Die Tipps sind teils altbekannt (kein Stand-by, Zugluft stoppen, Sparduschköpfe verwenden, Fahrrad statt Auto, LEDs nutzen und bei Elektrogroßgeräten auf eine hohe Energieeffizienzklasse zu achten), teils einfallsreicher und noch nicht so oft gehört wie z.B. einen Kompost nutzen, damit weniger Biomüll abtransportiert werden muss, einen Öko-Tarif über den NABU fürs Handy abschließen, den Saft selbst pressen, um Verpackungsmüll zu vermeiden und Orangen zu verwenden, die nicht wie die 90 % des herkömmlich konsumierten Orangensafts aus Brasilien kommen, denn so werden Transportwege deutlich verkürzt.
Die Autoren raten u.a. auch dazu, einen Thermobecher für den „Kaffee to go“ immer parat zu haben,Küchenkräuter lieber selbst zu ziehen als abgepackte, gekühlte zu kaufen.

Interessant ist die Rechnung der Verfasser, dass man jährlich durchschnittlich 30 Kilo Werbeprospekte im Jahr bekommt, dies etwa 6 Kilo CO2-Ausstoß entspricht und man daher ein „Bitte keine Werbung“ gegen die ohnehin meist unerwünschte Papierflut ankleben solle.
Akkus statt Batterien benutzen (35 000 Tonnen Batterien werden laut den Verfassern pro Jahr allein in Deutschland gekauft), Druckerpatronen über eine Sammelbox entsorgen und anstatt Textmarker grelle Buntstifte nehmen.
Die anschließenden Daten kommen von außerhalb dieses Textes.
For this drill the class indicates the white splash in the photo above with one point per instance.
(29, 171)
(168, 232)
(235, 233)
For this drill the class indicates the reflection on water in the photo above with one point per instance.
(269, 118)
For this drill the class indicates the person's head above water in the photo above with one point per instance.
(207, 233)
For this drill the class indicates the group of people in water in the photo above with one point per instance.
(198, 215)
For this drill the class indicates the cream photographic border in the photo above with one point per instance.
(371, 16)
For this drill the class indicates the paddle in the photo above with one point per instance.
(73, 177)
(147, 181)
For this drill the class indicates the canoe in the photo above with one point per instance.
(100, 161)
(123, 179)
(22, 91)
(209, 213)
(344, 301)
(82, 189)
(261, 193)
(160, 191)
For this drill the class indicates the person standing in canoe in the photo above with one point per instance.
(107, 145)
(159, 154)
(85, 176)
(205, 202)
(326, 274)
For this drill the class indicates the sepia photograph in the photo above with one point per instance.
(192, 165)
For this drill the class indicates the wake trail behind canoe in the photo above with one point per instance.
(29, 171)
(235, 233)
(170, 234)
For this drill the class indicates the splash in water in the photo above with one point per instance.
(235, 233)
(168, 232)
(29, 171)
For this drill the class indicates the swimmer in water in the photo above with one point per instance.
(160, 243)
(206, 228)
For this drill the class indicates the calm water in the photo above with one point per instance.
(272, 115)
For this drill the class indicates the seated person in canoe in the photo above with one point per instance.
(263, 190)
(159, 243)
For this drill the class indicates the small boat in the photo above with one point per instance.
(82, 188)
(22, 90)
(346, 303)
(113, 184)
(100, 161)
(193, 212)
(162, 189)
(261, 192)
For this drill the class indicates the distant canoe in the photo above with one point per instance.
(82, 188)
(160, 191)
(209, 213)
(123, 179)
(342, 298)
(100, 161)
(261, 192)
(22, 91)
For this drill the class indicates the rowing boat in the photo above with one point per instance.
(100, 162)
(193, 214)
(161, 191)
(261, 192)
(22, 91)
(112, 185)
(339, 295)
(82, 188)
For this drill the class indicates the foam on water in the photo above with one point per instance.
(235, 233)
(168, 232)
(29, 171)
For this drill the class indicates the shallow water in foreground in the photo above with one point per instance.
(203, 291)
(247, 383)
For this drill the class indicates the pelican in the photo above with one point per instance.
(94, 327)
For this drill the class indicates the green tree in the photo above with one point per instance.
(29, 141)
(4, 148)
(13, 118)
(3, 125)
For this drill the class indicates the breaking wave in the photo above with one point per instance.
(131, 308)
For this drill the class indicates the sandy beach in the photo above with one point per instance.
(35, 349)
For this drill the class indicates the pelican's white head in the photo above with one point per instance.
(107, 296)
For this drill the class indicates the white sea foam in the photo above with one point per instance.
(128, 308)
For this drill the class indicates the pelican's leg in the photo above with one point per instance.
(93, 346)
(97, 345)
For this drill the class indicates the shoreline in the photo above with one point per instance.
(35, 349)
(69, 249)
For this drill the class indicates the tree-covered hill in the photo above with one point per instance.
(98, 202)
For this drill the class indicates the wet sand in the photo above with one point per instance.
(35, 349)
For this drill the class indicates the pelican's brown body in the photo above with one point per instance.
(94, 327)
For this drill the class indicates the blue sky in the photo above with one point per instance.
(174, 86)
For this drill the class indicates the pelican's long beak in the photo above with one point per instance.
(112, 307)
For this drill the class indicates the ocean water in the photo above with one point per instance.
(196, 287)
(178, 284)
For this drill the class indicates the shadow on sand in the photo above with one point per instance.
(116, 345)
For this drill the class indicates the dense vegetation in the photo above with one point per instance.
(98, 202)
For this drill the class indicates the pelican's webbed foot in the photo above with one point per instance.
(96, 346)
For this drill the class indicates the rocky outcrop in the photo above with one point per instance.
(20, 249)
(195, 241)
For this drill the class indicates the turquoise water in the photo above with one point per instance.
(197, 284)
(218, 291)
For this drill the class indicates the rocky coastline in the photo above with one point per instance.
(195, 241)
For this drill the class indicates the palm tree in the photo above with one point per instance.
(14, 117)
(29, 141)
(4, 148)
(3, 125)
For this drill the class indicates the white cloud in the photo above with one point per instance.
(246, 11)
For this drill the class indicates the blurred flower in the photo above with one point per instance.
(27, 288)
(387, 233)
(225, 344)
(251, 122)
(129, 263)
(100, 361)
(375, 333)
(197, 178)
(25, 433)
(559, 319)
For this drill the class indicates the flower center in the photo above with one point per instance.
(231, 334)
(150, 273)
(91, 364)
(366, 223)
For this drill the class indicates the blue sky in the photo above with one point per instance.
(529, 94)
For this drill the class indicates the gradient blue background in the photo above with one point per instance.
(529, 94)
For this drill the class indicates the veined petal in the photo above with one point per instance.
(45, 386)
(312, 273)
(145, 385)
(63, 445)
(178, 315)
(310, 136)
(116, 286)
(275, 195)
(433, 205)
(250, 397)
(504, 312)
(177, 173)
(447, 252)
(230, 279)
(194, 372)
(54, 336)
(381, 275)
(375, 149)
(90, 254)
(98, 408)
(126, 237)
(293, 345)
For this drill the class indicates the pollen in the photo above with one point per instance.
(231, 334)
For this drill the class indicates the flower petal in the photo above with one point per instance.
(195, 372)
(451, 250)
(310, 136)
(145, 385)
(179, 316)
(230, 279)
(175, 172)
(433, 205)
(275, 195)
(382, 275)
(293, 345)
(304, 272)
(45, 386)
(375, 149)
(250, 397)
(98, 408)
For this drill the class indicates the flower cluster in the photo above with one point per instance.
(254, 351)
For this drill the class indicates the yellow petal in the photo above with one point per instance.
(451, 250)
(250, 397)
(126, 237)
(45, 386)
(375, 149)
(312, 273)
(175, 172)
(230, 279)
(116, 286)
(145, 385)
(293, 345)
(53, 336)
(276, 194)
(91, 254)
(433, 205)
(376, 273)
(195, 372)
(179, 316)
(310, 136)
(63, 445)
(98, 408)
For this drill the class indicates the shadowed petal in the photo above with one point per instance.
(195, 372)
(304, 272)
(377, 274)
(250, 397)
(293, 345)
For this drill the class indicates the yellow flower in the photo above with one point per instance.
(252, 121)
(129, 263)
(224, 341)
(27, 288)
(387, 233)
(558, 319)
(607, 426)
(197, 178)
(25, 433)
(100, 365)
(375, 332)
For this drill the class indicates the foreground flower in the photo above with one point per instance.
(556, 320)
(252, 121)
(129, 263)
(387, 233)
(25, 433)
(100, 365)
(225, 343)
Zahnbürsten, meinen die Ideengeber, müssen nicht aus Plastik sein, sondern seien aus Bambus besser was die Ökobilanz angeht.
Des Weiteren solle man den saisonalen Gemüsekalender für Obst und Gemüse beachten, und biologisch angebautes dem konventionellen vorziehen, öfters vegetarisch essen, mehr regionale Kartoffeln als asiatischen Reis zu sich nehmen, Wasser zum Kochen im Wasserkocher vorkochen und ein „Aufschneider“ sein, d.h. alle Tuben aufschneiden, um an den Rest ihres Inhalts zu kommen. Außerdem könnten die auf Lebensmitteln angegebenen Mindestaltbarkeitsdaten kritisch mit den eigenen Sinnen hinterfragt werden.
Ein Workout-Plan, der dem Buch beiliegt, kann nun individuell anhand der zahlreichen Vorschläge ausgefüllt und verschiedene Etappenziele in sechs Wochen herausgearbeitet werden. (Den Plan bekommt man auch hier: www.rap-verlag.de/workoutplan)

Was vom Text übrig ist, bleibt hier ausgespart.